Solar plants face new grid integration fees
Solar plants are facing more new charges: Solar plants producing more than 500 KW of power will be required to pay fees to the Electricity Ministry to help defray the costs of connecting to the national grid — a move that industry players say represents a threat to Egypt’s nascent solar sector.
The fees: Solar plant operators will pay EGP 0.257- 0.329 per KWh in “integration fees,” according to a decision (pdf) this week by the Egyptian Electric Utility & Consumer Protection Regulatory Agency (Egyptera). All solar plants over 500 KW — whether the energy is only being used for self-consumption or whether the excess is being fed into the grid under a net metering system — will face the charges. The new taxes come at a time when margins in the sector are facing sharp pressure amid rising commodity prices and shipping costs.
Solar players are concerned: The decision is causing “anxiety and concern” among companies in the sector, said Ayman Abdel Halim, the executive director of industry body the Solar Energy Development Association (SEDA), who called it a “dangerous move that contradicts the state’s aim to expand the production of renewable energy.”
They knew the fees were coming — just not how much they would be: The integration fees were first announced in an April 2020 decision, but had not been defined until now, former head of the New and Renewable Energy Authority Mohamed Al Sobki told us. He said that the set fees could impact future projects, but that projects that were implemented after the April date had already agreed to pay integration fees.
And not everyone shares the concern: The solar industry remains attractive to investors despite the new fees, Ehab Ismail, deputy head of the New and Renewable Energy Authority (NREA), told us, adding that it was up to solar developers to make investment decisions on a project-by-project basis.

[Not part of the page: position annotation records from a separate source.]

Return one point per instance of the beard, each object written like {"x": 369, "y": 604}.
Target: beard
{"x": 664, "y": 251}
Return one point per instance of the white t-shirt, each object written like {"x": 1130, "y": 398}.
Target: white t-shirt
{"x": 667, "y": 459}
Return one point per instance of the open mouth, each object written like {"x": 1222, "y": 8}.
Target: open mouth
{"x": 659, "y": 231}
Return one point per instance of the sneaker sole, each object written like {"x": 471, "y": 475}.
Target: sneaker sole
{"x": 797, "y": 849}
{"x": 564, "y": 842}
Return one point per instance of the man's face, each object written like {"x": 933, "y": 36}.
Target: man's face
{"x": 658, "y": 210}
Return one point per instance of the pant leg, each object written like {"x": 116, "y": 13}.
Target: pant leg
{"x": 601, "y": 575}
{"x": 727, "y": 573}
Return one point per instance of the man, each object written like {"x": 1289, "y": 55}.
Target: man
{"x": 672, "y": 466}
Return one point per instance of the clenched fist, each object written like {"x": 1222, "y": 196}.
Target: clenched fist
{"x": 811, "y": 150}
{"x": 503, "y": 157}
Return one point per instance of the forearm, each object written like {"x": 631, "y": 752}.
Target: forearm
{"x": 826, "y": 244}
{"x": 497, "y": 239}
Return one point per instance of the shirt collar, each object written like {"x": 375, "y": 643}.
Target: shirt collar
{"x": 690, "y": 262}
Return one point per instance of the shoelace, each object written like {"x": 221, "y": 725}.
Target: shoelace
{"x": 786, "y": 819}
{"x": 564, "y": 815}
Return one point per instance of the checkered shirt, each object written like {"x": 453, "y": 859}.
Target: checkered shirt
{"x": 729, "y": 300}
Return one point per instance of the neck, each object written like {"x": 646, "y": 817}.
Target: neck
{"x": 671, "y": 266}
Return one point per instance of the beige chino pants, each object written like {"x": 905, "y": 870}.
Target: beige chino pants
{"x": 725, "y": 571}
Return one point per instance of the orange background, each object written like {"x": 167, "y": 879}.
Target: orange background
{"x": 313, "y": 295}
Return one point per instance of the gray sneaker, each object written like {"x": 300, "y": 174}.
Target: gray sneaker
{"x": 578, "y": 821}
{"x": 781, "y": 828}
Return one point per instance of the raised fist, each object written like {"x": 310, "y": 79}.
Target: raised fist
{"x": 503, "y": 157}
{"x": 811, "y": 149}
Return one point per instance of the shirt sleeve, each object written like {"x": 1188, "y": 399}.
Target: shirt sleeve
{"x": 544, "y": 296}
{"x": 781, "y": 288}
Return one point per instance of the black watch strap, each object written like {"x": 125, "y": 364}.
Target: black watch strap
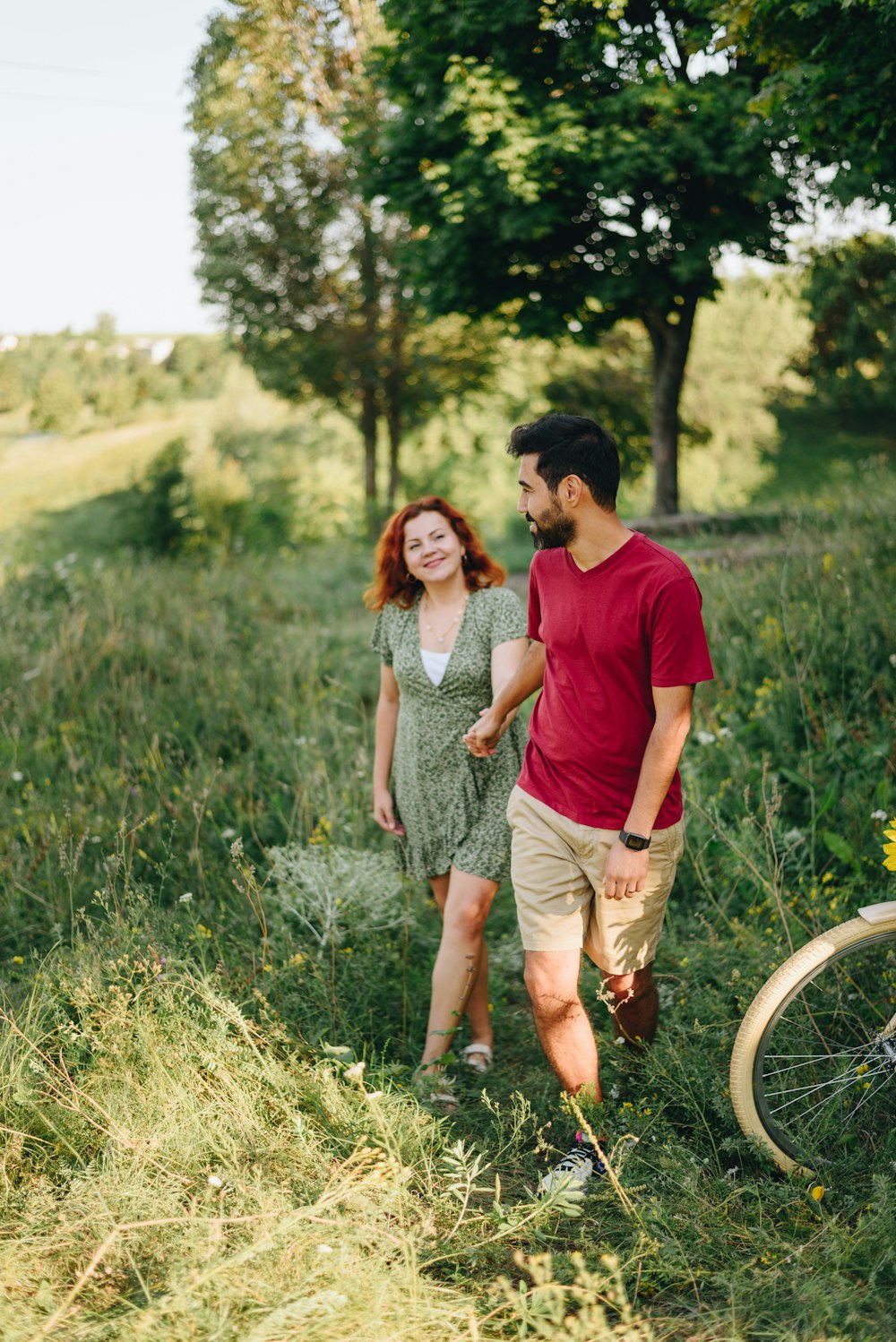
{"x": 634, "y": 841}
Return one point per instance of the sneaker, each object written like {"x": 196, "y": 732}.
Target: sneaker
{"x": 581, "y": 1163}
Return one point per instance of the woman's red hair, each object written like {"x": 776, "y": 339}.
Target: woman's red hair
{"x": 391, "y": 577}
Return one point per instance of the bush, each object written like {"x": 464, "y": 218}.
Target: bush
{"x": 13, "y": 391}
{"x": 58, "y": 403}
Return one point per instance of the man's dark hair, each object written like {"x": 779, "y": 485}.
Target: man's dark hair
{"x": 572, "y": 444}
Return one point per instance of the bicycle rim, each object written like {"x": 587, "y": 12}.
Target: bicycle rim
{"x": 821, "y": 1080}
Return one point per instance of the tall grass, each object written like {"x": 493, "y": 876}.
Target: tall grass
{"x": 210, "y": 1128}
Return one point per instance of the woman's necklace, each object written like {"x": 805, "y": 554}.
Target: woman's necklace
{"x": 440, "y": 638}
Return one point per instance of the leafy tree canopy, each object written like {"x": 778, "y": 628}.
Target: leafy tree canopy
{"x": 850, "y": 290}
{"x": 831, "y": 75}
{"x": 573, "y": 163}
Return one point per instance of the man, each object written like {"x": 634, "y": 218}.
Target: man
{"x": 617, "y": 647}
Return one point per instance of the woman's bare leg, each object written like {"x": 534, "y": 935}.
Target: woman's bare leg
{"x": 459, "y": 976}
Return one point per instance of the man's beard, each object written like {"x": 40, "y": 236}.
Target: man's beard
{"x": 555, "y": 530}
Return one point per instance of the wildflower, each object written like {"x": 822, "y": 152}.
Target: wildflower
{"x": 890, "y": 848}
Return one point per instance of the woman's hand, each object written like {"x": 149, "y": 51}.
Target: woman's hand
{"x": 383, "y": 813}
{"x": 483, "y": 737}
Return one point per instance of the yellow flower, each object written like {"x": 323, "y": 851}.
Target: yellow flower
{"x": 890, "y": 848}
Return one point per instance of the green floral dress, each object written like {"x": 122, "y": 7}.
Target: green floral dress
{"x": 451, "y": 804}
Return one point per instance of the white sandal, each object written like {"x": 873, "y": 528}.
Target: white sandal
{"x": 478, "y": 1056}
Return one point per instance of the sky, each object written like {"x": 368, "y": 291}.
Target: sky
{"x": 94, "y": 166}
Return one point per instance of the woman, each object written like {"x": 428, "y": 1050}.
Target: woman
{"x": 450, "y": 636}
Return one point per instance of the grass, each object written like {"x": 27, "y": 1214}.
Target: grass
{"x": 192, "y": 1149}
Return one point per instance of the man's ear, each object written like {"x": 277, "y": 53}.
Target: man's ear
{"x": 572, "y": 487}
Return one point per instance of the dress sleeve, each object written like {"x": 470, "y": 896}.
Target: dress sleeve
{"x": 506, "y": 617}
{"x": 381, "y": 636}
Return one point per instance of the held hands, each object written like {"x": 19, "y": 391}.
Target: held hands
{"x": 625, "y": 871}
{"x": 482, "y": 740}
{"x": 383, "y": 813}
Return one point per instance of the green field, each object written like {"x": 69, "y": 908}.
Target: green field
{"x": 189, "y": 1148}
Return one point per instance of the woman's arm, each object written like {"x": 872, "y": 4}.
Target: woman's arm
{"x": 385, "y": 743}
{"x": 504, "y": 663}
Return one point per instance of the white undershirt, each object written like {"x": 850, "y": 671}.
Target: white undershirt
{"x": 435, "y": 665}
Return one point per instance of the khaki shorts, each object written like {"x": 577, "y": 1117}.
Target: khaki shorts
{"x": 557, "y": 867}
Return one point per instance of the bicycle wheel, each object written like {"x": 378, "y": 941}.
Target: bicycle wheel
{"x": 813, "y": 1069}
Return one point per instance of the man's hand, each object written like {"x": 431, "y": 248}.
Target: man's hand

Egypt has ambitious renewables targets: Ahead of this year’s COP27 climate summit in Sharm El Sheikh, Egypt has pledged to expand renewable capacity to cover 42% of the country’s energy needs by 2030, up from 10% currently. That target could be made harder to achieve by the new integration fees, as well as the incoming 5% import tariff on PV cells.
Could this make renewables less interesting to investors and operators? The fees are only being applied to renewable energy sources, with conventional energy getting an exemption from the charges, which could result in renewables losing their competitive advantage.

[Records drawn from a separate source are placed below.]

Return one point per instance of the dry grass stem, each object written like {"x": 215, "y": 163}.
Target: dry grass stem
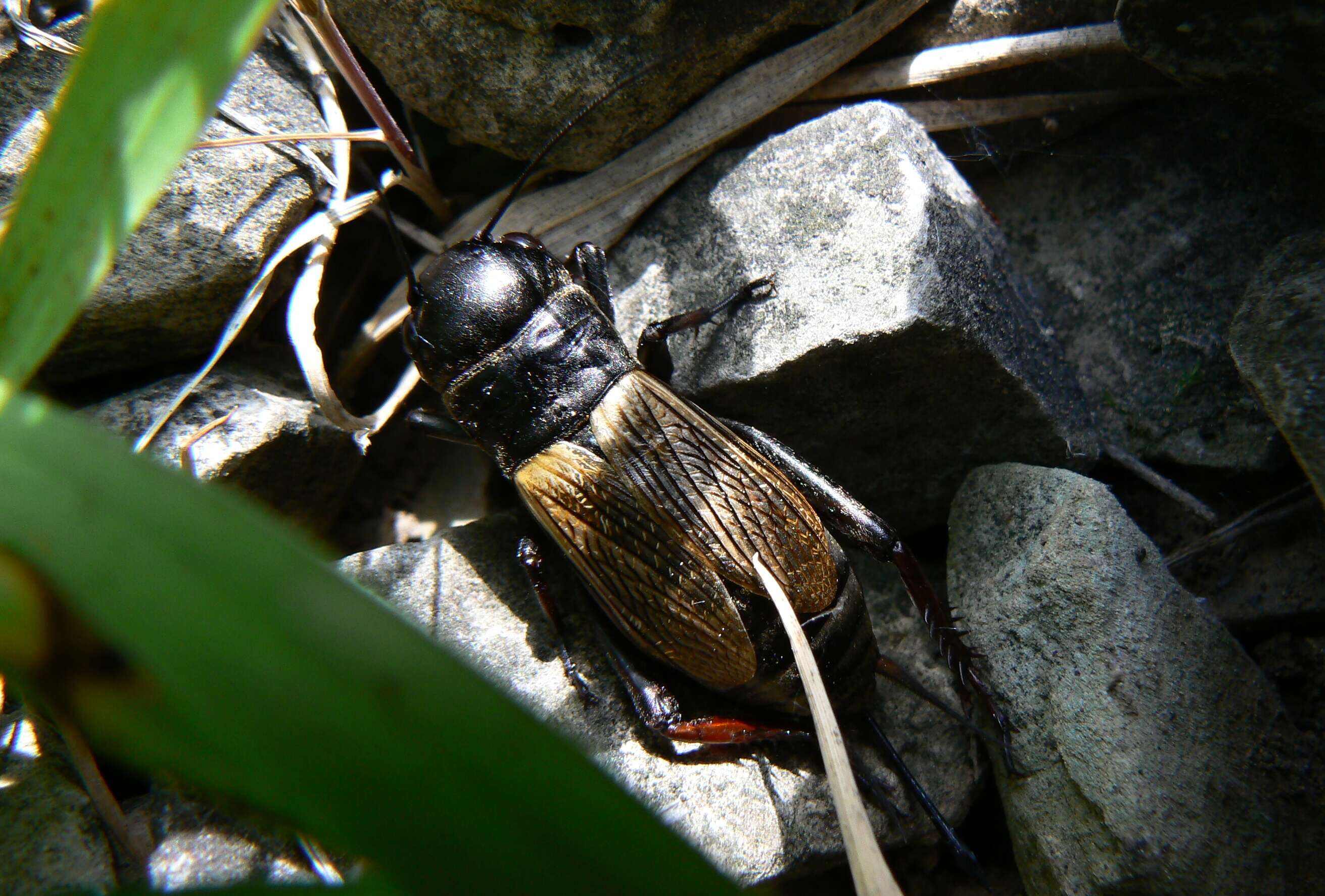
{"x": 370, "y": 135}
{"x": 957, "y": 114}
{"x": 868, "y": 869}
{"x": 186, "y": 451}
{"x": 1143, "y": 472}
{"x": 317, "y": 18}
{"x": 33, "y": 36}
{"x": 601, "y": 206}
{"x": 1299, "y": 500}
{"x": 247, "y": 124}
{"x": 962, "y": 60}
{"x": 314, "y": 228}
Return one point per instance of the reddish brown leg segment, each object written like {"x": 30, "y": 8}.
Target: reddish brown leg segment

FDI could be on the line: In a statement to Enterprise, a source from a private sector solar company called the decision “extremely prohibitive for the feasibility of solar projects” and said it would hurt investment into the sector. “We urge the authorities to prevent solar companies from defaulting … and avoid a situation where FDI stops flowing into a very promising sector that could have a significant role in Egypt’s economy,” they said.